From this we were able to quickly track down the couple of functions that were opening connections and failing to close them.
If you have lots of open file handles, the odds are that you're failing to close them when you're done somewhere. You say you've checked for proper try/finally blocks, but I'd suspect somewhere in the code you either missed a bad one, or you have a function that hands and never makes it to the finally. I suppose it's also possible that you really are doing proper closes every time you open a file, but you are opening hundreds of files simultaneously. If that's the case, I'm not sure what you can do other than a serious program redesign to manipulate fewer files, or a serious program redesign to queue your file accesses. (At this point I add the usual, "Without knowing the details of your application, etc.)
回答7:
I would start by asking my sysadmin to get a listing of all open file descriptors for the process. Different systems do this in different ways: Linux, for example, has the /proc/PID/fd
directory. I recall that Solaris has a command (maybe pfiles?) that will do the same thing -- your sysadmin should know it.
However, unless you see a lot of references to the same file, a fd list isn't going to help you. If it's a server process, it probably has lots of files (and sockets) open for a reason. The only way to resolve the problem is adjust the system limit on open files -- you can also check the per-user limit with ulimit, but in most current installations that equals the system limit.
回答8:
Not a direct answer to your question but these problems could be the result of releasing file resources incorrectly in your legacy code. By example if you're working with FileOutputsStream classes make sure the close methods are called in a finally block as in this example:
FileOutputsStream out = null;
try {
//You're file handling code
} catch (IOException e) {
//Handle
} finally {
if (out != null) {
try { out.close(): } catch (IOException e) { }
}
}
回答9:
I would double-check the environment settings on your Solaris box. I believe that by default Solaris only allows 256 file handles per process. For a server application, especially if it's running on a dedicated server, this is very low. Figure 50 or more descriptors for opening JRE and library JARs, and then at least one descriptor for each incoming request and database query, probably more, and you can see how this just won't cut the mustard for a serious server.

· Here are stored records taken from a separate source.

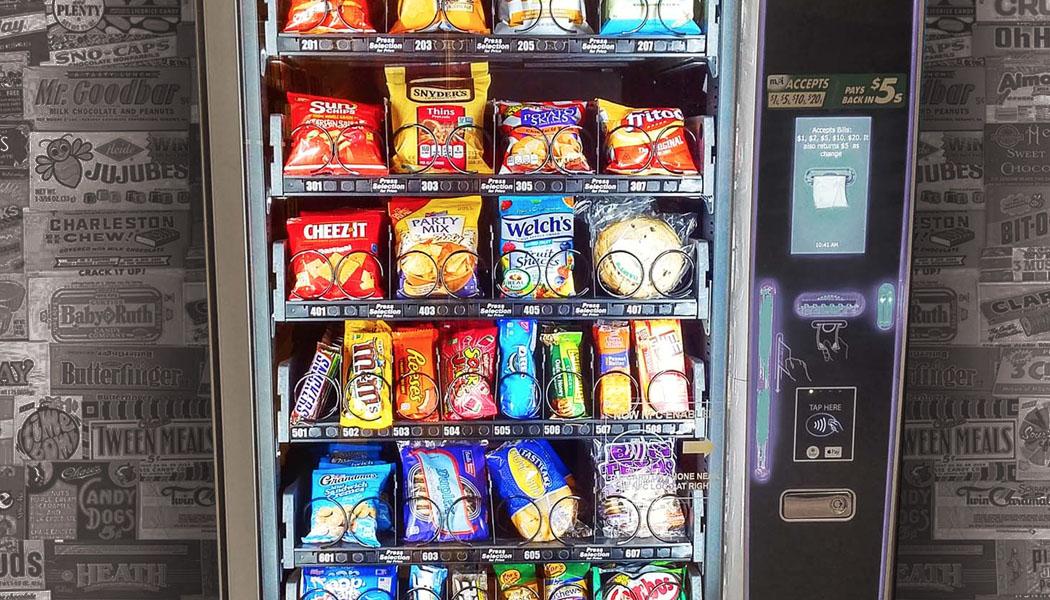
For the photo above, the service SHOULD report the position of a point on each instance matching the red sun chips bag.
(319, 123)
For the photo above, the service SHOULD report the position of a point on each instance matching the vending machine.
(589, 300)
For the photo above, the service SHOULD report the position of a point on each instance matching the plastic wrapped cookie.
(638, 252)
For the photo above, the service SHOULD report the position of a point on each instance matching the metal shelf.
(694, 307)
(437, 46)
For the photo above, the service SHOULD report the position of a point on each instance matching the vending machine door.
(825, 215)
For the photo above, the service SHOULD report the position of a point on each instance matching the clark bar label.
(836, 91)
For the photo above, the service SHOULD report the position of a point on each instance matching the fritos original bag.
(366, 375)
(319, 123)
(437, 245)
(463, 16)
(328, 17)
(633, 135)
(439, 98)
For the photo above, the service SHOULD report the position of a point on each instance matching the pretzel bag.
(438, 114)
(319, 123)
(645, 141)
(334, 254)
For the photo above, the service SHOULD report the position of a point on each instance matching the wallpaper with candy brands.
(974, 504)
(106, 461)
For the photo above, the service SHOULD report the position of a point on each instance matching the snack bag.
(334, 254)
(315, 390)
(612, 344)
(366, 374)
(467, 370)
(565, 580)
(639, 252)
(645, 141)
(445, 492)
(415, 365)
(649, 18)
(437, 246)
(527, 476)
(320, 124)
(536, 246)
(350, 493)
(461, 16)
(662, 367)
(543, 137)
(437, 111)
(519, 389)
(349, 583)
(652, 581)
(328, 17)
(566, 397)
(543, 17)
(517, 581)
(636, 490)
(427, 582)
(469, 585)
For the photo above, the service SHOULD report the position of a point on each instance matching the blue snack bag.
(649, 18)
(519, 393)
(350, 493)
(445, 492)
(530, 479)
(349, 583)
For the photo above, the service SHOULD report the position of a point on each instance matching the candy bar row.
(515, 17)
(368, 376)
(437, 125)
(511, 581)
(636, 250)
(521, 492)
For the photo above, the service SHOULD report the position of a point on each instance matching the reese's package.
(438, 116)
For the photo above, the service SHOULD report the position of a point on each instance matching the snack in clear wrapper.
(645, 141)
(427, 582)
(461, 16)
(519, 389)
(438, 115)
(347, 493)
(612, 345)
(543, 17)
(565, 580)
(469, 585)
(636, 490)
(536, 246)
(517, 581)
(528, 477)
(649, 18)
(322, 125)
(662, 367)
(543, 137)
(565, 391)
(445, 492)
(315, 390)
(417, 392)
(468, 369)
(368, 358)
(653, 581)
(638, 252)
(436, 242)
(334, 254)
(328, 17)
(349, 583)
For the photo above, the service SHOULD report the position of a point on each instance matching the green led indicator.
(887, 306)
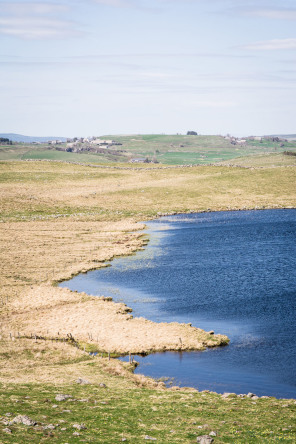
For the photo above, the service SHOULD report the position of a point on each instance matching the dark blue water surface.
(233, 272)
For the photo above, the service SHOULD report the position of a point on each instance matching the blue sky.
(94, 67)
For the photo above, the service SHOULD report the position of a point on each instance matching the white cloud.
(28, 20)
(31, 8)
(272, 45)
(276, 14)
(116, 3)
(214, 104)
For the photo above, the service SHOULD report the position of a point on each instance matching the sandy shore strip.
(49, 311)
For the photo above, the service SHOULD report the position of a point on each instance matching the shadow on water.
(233, 272)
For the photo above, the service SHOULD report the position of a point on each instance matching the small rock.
(204, 439)
(61, 397)
(228, 395)
(49, 427)
(23, 419)
(79, 426)
(7, 430)
(82, 381)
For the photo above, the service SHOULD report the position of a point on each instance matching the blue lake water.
(233, 272)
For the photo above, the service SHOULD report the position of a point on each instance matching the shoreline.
(73, 229)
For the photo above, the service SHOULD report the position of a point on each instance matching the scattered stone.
(7, 430)
(61, 397)
(79, 426)
(49, 427)
(23, 419)
(228, 395)
(82, 381)
(204, 439)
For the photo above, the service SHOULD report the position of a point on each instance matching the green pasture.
(111, 414)
(165, 149)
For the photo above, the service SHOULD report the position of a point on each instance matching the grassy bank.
(58, 220)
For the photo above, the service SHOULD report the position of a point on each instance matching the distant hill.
(284, 136)
(29, 139)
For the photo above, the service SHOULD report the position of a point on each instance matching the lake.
(232, 272)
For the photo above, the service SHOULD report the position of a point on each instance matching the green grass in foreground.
(111, 415)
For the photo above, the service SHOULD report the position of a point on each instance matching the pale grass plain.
(59, 219)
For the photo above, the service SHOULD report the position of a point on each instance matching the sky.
(97, 67)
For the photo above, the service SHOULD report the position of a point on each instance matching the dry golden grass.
(61, 219)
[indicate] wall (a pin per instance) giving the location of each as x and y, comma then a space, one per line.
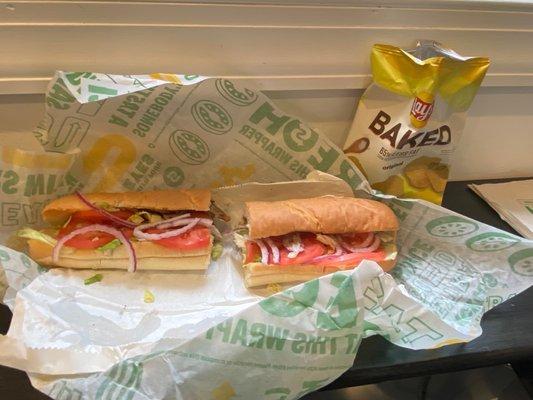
311, 57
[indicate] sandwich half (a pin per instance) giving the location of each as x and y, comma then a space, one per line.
302, 239
153, 230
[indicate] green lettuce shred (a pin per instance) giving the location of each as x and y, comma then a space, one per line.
29, 233
112, 245
93, 279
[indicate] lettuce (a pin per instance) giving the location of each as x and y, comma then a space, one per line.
112, 245
29, 233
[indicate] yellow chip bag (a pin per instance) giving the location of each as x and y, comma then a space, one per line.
409, 120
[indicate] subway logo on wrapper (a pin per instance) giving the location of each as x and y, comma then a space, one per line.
408, 122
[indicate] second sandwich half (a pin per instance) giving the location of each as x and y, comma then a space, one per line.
153, 230
302, 239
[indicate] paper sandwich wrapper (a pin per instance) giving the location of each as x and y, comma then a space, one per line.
206, 336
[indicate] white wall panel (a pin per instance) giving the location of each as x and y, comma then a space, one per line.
310, 56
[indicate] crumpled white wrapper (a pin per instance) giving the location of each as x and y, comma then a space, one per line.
205, 336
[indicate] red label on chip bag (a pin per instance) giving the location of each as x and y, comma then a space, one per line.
421, 110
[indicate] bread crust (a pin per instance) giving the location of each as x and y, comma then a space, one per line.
257, 274
150, 256
327, 214
57, 211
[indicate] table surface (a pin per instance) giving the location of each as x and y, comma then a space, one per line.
507, 331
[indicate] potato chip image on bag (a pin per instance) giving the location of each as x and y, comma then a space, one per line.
410, 119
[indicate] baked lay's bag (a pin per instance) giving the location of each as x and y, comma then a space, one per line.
409, 121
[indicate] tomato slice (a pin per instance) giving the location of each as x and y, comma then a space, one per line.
196, 238
89, 240
356, 239
352, 259
94, 217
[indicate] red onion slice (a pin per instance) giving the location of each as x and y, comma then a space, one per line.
274, 249
98, 228
264, 251
293, 244
106, 214
374, 246
355, 249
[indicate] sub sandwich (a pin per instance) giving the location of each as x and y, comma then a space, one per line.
301, 239
153, 230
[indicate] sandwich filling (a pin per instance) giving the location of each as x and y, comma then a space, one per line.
104, 228
305, 248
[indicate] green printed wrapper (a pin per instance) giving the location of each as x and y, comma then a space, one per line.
205, 336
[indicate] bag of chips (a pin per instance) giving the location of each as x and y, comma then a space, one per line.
410, 119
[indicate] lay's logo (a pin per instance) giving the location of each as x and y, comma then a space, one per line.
421, 111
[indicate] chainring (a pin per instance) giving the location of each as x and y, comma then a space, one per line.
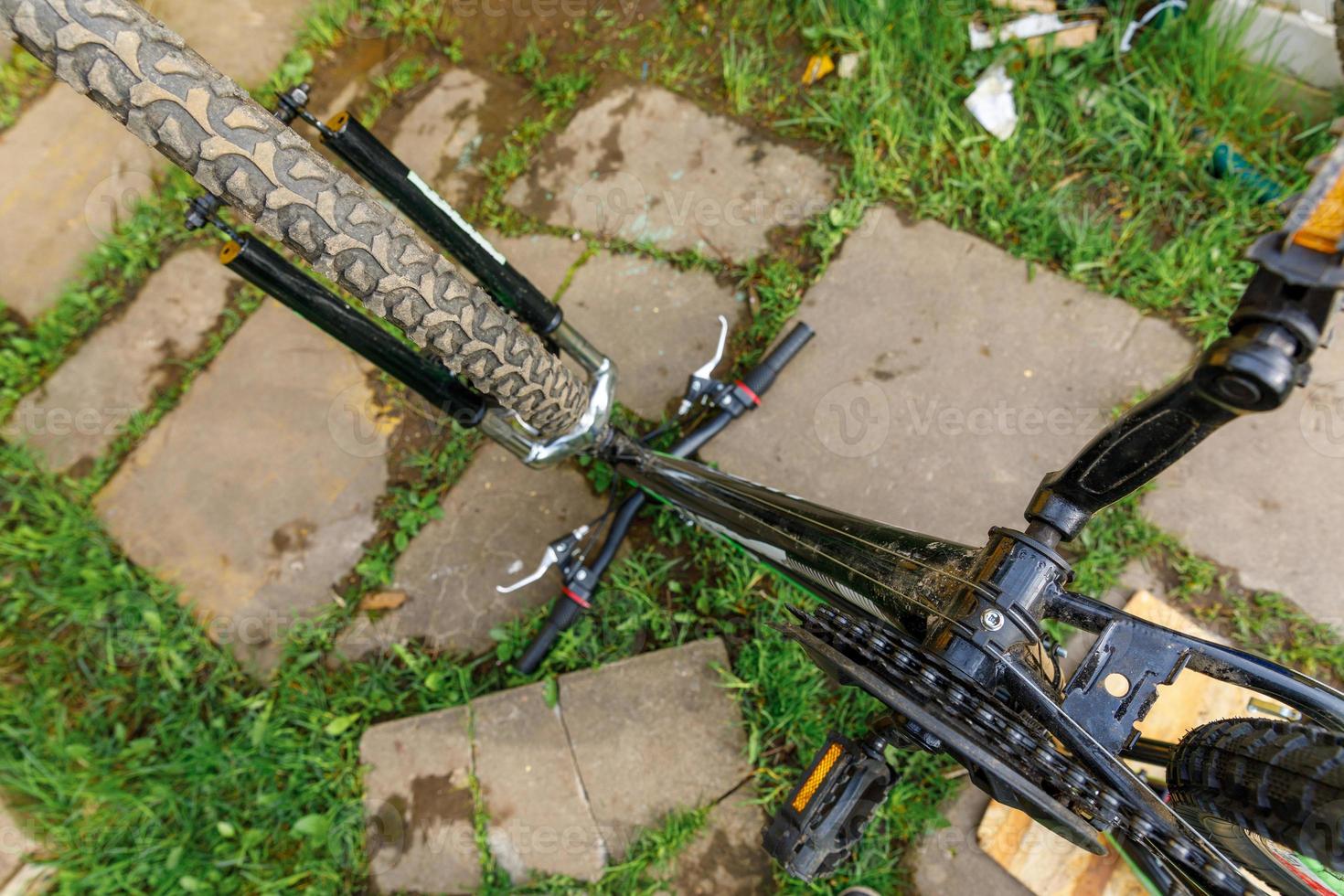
1008, 749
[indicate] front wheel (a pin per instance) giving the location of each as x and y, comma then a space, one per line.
1269, 795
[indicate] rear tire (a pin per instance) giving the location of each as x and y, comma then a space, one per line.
1270, 795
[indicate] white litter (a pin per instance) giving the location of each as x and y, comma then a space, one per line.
1032, 26
1126, 42
992, 103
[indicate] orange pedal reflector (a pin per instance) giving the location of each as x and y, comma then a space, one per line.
1317, 223
818, 774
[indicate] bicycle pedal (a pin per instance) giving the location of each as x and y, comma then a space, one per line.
824, 817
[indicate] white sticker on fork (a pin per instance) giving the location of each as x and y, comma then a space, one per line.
452, 212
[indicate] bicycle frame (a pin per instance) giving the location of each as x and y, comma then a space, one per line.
917, 583
903, 578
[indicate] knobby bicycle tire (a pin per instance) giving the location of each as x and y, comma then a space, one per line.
165, 93
1275, 779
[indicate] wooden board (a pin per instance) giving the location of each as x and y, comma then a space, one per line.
1047, 864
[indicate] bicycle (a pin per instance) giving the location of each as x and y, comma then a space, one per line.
949, 638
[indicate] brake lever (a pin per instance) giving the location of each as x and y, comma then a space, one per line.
555, 552
702, 380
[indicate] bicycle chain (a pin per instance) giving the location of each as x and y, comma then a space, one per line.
907, 667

Have a look at the /etc/system
file, for the values of rlim_fd_cur
and rlim_fd_max
, to see what your system has set. Then consider whether this is reasonable (you can see how many file descriptors are open while the server is running with the lsof
command, ideally with the -p [process ID] parameter.
回答10:
It could certainly give you an idea. Since it's Java, the file open/close mechanics should be implemented similarly (unless one of the JVMs are implemented incorrectly). I would recommend using File Monitor on Windows.
回答11:
Google for an app called filemon from system internals.
BTW, to track this down you may be able to use something like aspectj to log all calls that open and close files and log where they occur.
回答12:
This is a coding pattern that helps find unclosed resources. It closes the resources and also complains in the log about the problem.
class
{
boolean closed = false;
File file;
close() {
closed = true;
file.close();
}
finalize() {
if (!closed) {
log error "OI! YOU FORGOT TO CLOSE A FILE!"
file.close();
}
}
Wrap the above file.close() calls in try-catch blocks that ignore errors.
Also, Java 7 has a new 'try-with-resource' feature that can auto-close resources.